Marcus did not deny the humanity of these unborn children. “Many people with Down syndrome live happy and fulfilled lives,” she said.
But that didn't matter. The important thing was her freedom to choose, to impose her will.
“That was not the child I wanted,” she said. “You can call me selfish, or worse, but I am in good company. The evidence is clear that most women confronted with the same unhappy alternative would make the same decision.”
Pope Francis, our pastor in chief, has witnessed this dark impulse first hand. Some parents are not prepared to care for a child with disabilities.
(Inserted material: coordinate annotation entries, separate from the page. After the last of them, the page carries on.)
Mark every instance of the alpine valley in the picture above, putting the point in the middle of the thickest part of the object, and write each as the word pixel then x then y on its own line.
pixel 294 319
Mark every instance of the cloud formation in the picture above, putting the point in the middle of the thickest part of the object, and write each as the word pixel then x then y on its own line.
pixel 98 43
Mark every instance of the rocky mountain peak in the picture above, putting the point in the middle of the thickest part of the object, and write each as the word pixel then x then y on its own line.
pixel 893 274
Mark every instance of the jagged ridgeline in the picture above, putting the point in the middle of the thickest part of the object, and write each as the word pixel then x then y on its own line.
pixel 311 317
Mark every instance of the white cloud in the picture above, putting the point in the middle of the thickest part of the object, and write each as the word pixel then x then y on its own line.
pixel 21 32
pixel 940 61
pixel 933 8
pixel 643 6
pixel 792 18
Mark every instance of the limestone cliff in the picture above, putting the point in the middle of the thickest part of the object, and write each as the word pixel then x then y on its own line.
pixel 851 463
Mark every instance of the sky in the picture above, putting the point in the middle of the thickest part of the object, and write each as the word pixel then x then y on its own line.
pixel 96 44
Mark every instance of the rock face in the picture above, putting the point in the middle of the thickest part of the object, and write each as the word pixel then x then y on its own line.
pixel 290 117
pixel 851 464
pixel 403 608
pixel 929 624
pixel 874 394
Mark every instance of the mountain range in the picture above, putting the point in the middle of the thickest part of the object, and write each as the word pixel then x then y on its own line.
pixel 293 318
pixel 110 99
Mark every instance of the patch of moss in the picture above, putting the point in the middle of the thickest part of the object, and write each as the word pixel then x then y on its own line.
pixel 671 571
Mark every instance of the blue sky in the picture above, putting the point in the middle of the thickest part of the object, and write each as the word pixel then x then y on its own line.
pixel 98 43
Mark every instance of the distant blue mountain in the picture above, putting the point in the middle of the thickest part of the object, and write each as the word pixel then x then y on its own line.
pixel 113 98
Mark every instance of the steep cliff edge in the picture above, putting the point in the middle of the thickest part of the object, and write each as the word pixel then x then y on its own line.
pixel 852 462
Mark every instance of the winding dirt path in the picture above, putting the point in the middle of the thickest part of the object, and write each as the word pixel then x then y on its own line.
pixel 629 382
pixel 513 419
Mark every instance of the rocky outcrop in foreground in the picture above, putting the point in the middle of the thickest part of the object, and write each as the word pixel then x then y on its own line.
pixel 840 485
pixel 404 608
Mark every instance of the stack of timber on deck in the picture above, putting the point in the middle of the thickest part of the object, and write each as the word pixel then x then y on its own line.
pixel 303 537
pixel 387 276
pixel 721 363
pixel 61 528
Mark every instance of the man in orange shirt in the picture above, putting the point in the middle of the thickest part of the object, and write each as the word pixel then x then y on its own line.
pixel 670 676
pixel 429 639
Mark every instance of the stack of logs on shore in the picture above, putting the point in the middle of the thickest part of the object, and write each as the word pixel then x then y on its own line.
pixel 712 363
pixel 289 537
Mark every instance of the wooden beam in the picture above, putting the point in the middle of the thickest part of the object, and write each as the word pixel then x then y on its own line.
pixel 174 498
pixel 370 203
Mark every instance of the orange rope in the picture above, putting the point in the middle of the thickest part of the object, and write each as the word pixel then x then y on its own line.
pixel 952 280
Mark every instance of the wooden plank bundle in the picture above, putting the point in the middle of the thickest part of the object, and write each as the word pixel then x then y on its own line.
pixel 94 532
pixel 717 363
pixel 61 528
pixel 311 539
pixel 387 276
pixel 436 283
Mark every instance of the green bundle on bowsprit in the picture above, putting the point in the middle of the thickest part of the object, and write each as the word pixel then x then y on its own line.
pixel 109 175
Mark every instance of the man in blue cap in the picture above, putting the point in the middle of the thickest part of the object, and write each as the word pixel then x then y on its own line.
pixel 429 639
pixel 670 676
They seek "a more tranquil life," he obsreved, and so "an innocent is done away with.”
The pope is not the only one to make the connection between past and present, between the "children's killing wards" of Hitler's Germany and the death-dealing practices of 21st Century prenatal screening.
Earlier this year, Stephen Camarata , a columnist for Psychology Today, took note of Iceland’s recent boast that it had “cured” Down syndrome through a systematic process of prenatal screening, and pregnancy termination, when needed.
“It is sad to contemplate that a word [‘to cure’] that for centuries meant ‘the care of souls’ has now come to mean ‘making sure that people with Down syndrome are never born.’
“One could argue that ‘eradicate’ or ‘purge’ or even ‘cleanse’ are much more accurate words …”
“Human society has been down this path before — many times — with uniformly horrific consequences,” he said, and pointed to “the Holocaust in Germany” and the role played by Nazi doctors who began by embracing the notion of “life unworthy of life.”
So why don't more Americans know that the destruction of disabled children and adults helped to prepare the way for the Final Solution?
Perhaps we do not want to know. We do not want to make the connection because our modern campaign against "life unworthy of life" has become commonplace, acceptable, and even justifiable.